So, Len and two Spocks. They wouldn’t probably have a secret handshake – Len drew the line at alien make-out sessions – but they could have passwords. A code consisting entirely of eyebrow-lifts and teeth-grinding.

x

“One of these days,” Len mused, “I will wake up, and the reality will make sense.”

Uhura laughed, free and full of friendly mocking. “Dream on, Doctor.”

“I’ll drink to that,” Chapel agreed, and raised her cup of tea.

Rand softly snored into the back of the couch, prompting Chapel to make clucking noises at her.

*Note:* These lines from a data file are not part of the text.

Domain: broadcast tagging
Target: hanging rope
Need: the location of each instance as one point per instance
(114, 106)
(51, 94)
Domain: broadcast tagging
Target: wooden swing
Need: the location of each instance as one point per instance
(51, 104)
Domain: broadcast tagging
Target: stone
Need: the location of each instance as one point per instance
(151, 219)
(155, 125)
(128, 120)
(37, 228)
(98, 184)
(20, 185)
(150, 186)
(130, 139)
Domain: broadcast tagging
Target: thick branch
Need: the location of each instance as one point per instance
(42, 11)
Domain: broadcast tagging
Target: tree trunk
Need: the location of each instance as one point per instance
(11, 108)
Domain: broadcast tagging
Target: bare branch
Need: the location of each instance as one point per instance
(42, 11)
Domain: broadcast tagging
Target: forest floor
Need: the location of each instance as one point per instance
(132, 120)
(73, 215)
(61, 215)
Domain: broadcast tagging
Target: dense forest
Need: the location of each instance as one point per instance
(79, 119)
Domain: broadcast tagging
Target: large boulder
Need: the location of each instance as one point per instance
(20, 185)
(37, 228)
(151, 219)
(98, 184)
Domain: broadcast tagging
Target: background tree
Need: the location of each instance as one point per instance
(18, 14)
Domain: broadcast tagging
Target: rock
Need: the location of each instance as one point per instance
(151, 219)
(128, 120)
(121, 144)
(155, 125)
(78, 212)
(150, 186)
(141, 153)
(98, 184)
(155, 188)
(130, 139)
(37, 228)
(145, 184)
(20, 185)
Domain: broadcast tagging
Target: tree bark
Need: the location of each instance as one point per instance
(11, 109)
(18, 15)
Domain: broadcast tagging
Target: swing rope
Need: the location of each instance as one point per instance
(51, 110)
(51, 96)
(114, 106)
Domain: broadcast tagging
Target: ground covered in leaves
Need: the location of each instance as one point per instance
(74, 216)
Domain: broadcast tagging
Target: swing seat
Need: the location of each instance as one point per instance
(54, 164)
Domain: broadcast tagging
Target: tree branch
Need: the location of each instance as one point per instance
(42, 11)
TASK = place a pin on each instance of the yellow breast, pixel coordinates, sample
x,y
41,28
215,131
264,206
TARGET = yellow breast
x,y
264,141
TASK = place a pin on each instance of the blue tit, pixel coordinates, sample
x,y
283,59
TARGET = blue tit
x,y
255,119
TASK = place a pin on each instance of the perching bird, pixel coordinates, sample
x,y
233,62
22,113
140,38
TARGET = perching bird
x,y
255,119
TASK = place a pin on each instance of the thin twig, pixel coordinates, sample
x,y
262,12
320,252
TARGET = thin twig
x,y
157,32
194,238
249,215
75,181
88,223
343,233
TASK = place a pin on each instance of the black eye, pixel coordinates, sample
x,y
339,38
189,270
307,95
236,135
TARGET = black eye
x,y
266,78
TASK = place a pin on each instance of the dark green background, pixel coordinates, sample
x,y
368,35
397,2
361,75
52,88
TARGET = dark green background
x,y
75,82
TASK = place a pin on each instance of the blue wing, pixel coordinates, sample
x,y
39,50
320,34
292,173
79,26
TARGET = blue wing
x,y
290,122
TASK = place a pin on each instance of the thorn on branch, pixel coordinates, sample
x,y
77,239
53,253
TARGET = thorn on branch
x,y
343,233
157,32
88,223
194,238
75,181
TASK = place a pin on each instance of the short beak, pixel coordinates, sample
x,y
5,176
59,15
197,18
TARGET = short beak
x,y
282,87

Len drained the rest of his coffee and glared at his PADD. He had been trying to figure out this formula for weeks now, but in between his duties and Jim-related emergencies, there hadn’t been any spare time to devote to original research.

It had been a fraught few weeks, and he still wasn’t entirely sure what had happened. No one seemed eager to enlighten him.

Chapel craned her neck again to watch over Len’s shoulder whatever was going on behind his back that attracted the women’s attention. Uhura followed her example a moment later. Much as he disliked admitting that he noticed, Len couldn’t ignore it anymore. Over the past twenty minutes, more and more heads turned in that direction.

There wasn’t even a holo projector there-

But there were the Captain and his First Officer, playing a very boring game of chess, he discovered, much to his disgust. And he was very glad to find that they were keeping within the limits of public decency, but that didn’t explain why their crew seemed to find them so damn riveting.

They weren’t touching. Even their legs were all accounted for, so there was definitely no ankle action going on under the table. It might have been a perfectly professional situation, if not for the fact that Jim was included in it.

Len tried not to look at them; he honestly did. But the chemistry puzzle he was tinkering with didn’t arrest his attention nearly as well as he had hoped it would, and he kept indeliberately glancing over to the pair of pains in his posterior before he realized that he had raised his head.

Jim extended his hand to move a piece, hesitated, and changed his mind. Tendons visibly shifted in his wrist as he bent it, plucked a bishop out of the attack platform and removed it to the fixed neutral level. His eyes snapped up – he looked through his eyelashes, silently daring Spock to figure it out.

Benzene…? Len mused. He glanced down, but the schematics blurred in front of his eyes and he just caught the tail end of Spock’s move; the Vulcan tilted his head back, exposing his throat.

Jim’s eyes narrowed, and he very slowly lowered them to the attack platform again, seemingly fascinated by the way Spock gripped a knight and lifted it off the board. The piece was posted elsewhere, and Spock had barely retracted his hand, when Jim was already responding to the move-

-and Spock rapidly responded to that one, hands passing each other with a half-inch of distance between them.

If Len had had a pillow, he would have attempted to smother himself.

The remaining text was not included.